A study led by Tjalling de Haas of Utrecht University has found that the gullies in Istok crater are similar to those on Earth, and could have formed during recent periods of high orbital obliquity.
Istok crater, located in the Aonia Terra region of Mars, has remarkably well-preserved debris-flow tracks, or gullies. These are the first tracks imaged clearly enough to allow scientists to calculate the amount and frequency of water that flowed through them. As he told the Monitor, this is "really something new!"
Debris flows, such as mudslides and avalanches, differ from pure-water flows in that they contain about only 20-60 percent water, located in the tiny gaps between the rocks and dirt.
Once the scientists had calculated the amount of water necessary to create the gullies they observed, they could estimate the amount of snowfall necessary to generate that much water.
Previous research concluded that these tracks could have been carved with just millimeters of water, but Dr. de Haas disagrees.
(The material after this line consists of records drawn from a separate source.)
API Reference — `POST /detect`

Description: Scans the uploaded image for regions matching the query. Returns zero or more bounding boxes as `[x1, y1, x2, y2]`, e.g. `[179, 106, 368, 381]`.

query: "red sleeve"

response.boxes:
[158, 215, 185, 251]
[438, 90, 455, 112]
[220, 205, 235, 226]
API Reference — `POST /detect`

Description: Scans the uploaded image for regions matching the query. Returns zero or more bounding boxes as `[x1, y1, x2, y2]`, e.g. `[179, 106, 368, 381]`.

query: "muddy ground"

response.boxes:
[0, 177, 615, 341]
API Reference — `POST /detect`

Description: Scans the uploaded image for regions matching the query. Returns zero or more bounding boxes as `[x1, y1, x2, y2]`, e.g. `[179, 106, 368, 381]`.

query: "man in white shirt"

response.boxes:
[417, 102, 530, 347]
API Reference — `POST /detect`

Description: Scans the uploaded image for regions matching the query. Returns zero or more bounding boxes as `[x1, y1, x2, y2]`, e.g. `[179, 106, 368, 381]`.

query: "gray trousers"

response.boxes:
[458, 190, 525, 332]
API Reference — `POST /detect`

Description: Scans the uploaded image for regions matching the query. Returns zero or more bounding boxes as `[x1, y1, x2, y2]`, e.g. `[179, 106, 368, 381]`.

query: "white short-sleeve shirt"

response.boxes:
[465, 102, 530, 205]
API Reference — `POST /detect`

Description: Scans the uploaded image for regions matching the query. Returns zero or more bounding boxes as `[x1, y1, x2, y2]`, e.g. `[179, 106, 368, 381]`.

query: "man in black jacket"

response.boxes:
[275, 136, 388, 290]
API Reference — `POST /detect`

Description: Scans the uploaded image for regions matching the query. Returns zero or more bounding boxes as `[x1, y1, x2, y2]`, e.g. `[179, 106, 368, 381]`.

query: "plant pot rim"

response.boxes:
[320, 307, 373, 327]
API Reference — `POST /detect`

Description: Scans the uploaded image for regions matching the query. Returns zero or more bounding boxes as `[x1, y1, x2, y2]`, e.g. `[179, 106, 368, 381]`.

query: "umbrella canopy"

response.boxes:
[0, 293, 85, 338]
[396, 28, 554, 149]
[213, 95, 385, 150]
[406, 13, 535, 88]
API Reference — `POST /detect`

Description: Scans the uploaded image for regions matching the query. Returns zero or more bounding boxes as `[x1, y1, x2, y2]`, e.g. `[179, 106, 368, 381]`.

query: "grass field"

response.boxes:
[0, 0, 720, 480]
His team calculated that inches or even feet of snow had to pile up at the heads of these valleys in order to explain the debris flow patterns visible in the images taken from orbit.
The Martian climate is currently quite dissimilar from Earth's climate, with very cold temperatures and an almost nonexistent atmosphere. Most of the known water on the planet is frozen at the poles or hidden in deep underground springs. But finding debris flow tracks in a crater that is less than a million years old – their best estimate dates the crater impact to about 190,000 years ago – demonstrates that temperatures were warm enough in the recent past to allow ice to melt, at least in that region.
How could that happen? De Haas theorizes that these Earth-like debris flows occurred at times of high orbital obliquity, because when Mars's axis is tilted more dramatically, it can have much hotter summers (and colder winters) than the present.
While Earth’s axis has remained relatively constant over its history, only shifting between 22.1 to 24.5 degrees (thanks to stabilization from our large moon), Mars has bobbled like a top over tens of millions of years, moving between an almost vertical axis down to an axial tilt of more than 60 degrees. Its axis is currently tilted 25 degrees, but during high obliquity intervals, Mars is lying down almost sideways with respect to its orbit, like Uranus does.
It's still uncertain exactly how much these dramatic changes in axial tilt affect Martian climate, but for comparison, a one degree change in Earth's axis may have ended the ice age, melting glaciers from New York City to Greenland. It's not unreasonable to conclude that massive axial swings on Mars could lead to greater climate variation, creating conditions where snow and ice can first accumulate and then melt, causing debris flows.
This study, published in the current issue of Nature Communications, contributes to the emerging understanding of the dynamic climatic history of the red planet; if these results are replicated in other areas around the planet, it may turn out that Mars was once much more habitable than it currently is.
However, de Haas cautions that his team identified only “a local occurrence, and only during very short periods at high orbital obliquity.” More research is necessary, he adds, to determine whether these conditions were present elsewhere or whether they only speak to an isolated, transient incidence of climate conditions like those on Earth.